Mastitis while breastfeeding can develop from delaying feedings or pumping sessions, a clogged milk duct, not fully emptying the breast, bacteria introduced through cracked nipples, or anemia and accompanying immune resistance. Failing to nurse regularly or completely can lead to mastitis, so it is important to not delay feedings and to pump or express milk when breasts are engorged. Maintaining a proper latch can help prevent mastitis while breastfeeding because the baby will be able to drain the breast more efficiently and nipples will become less cracked and irritated. Though it may be painful to continue to nurse while treating mastitis, it will help the infection clear up more quickly, and it is safe for the baby.
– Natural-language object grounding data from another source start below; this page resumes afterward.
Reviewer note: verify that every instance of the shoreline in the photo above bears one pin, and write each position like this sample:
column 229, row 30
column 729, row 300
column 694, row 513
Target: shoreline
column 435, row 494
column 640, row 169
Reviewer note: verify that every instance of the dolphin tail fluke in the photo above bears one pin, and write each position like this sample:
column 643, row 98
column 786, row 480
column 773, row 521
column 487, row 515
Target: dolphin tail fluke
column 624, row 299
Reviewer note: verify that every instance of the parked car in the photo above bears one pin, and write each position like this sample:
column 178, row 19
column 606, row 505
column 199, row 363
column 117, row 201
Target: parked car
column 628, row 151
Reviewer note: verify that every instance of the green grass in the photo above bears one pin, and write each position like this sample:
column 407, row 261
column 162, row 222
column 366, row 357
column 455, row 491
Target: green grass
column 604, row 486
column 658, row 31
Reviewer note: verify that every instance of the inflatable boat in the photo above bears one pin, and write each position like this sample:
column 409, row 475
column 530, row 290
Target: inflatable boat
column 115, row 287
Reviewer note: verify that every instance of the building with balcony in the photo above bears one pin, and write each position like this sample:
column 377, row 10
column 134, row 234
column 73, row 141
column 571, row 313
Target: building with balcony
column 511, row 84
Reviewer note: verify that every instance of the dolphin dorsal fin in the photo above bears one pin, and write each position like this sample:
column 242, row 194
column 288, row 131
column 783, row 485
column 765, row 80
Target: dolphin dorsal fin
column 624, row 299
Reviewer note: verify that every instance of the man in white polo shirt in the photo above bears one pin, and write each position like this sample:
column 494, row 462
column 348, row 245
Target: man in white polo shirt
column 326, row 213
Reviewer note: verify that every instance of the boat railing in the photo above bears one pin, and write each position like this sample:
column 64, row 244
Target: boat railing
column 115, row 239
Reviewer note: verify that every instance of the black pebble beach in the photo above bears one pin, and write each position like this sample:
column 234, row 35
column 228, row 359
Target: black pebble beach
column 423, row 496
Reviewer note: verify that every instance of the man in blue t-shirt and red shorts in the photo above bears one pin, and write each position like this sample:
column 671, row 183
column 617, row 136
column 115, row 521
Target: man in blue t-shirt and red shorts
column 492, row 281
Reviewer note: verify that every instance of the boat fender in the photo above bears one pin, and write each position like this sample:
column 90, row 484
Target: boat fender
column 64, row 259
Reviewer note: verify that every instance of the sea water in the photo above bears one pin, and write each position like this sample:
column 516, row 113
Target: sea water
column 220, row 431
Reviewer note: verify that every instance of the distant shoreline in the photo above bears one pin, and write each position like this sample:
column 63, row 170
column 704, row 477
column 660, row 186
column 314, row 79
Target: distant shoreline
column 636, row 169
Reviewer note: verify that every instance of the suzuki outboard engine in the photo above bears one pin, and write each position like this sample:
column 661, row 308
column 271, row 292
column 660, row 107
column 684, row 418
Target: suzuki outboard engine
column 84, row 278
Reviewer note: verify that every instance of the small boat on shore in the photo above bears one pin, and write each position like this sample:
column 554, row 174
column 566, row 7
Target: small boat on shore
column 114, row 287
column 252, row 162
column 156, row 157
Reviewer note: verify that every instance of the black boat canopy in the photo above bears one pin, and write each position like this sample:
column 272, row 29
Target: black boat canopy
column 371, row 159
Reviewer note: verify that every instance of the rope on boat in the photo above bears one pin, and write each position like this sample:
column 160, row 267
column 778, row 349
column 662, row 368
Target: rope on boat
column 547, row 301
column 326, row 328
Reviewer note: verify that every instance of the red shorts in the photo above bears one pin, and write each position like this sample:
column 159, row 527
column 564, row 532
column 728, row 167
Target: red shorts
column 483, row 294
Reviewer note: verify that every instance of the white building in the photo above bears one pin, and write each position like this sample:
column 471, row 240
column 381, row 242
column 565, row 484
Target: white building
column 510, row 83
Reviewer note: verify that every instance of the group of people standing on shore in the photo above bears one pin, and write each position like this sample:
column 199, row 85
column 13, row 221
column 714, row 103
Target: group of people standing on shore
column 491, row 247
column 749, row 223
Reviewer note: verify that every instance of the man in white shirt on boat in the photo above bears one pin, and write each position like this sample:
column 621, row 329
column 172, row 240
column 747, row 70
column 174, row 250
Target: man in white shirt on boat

Doctors will prescribe antibiotics for mastitis to kill the bacteria causing the infection. It is essential to take the complete course of medication, even if the infection appears to be clearing up. If an abscess develops or a milk duct appears clogged a doctor might need to drain the breast. Usually a woman can take acetaminophen for pain or ibuprofen for pain and inflammation. It is safe to nurse or pump milk while taking these medications and may actually help reduce pain. If a doctor recommends suspending breastfeeding from the affected breast while an abscess heals, a woman can pump the milk from that breast to give to the baby and continue to nurse from the healthy breast.

A warm wet washcloth applied to the affected breast for fifteen minutes before nursing might ease discomfort. Warmth can trigger the let-down reflex that sends milk from the milk ducts and help it flow more easily at the beginning of a nursing session, which is usually the most painful part. If the baby seems to resist nursing from the affected breast, it is not because the milk tastes different but because the breast is harder and more difficult to latch onto. Expressing milk until the breast is softer will help the baby and the mother become more comfortable.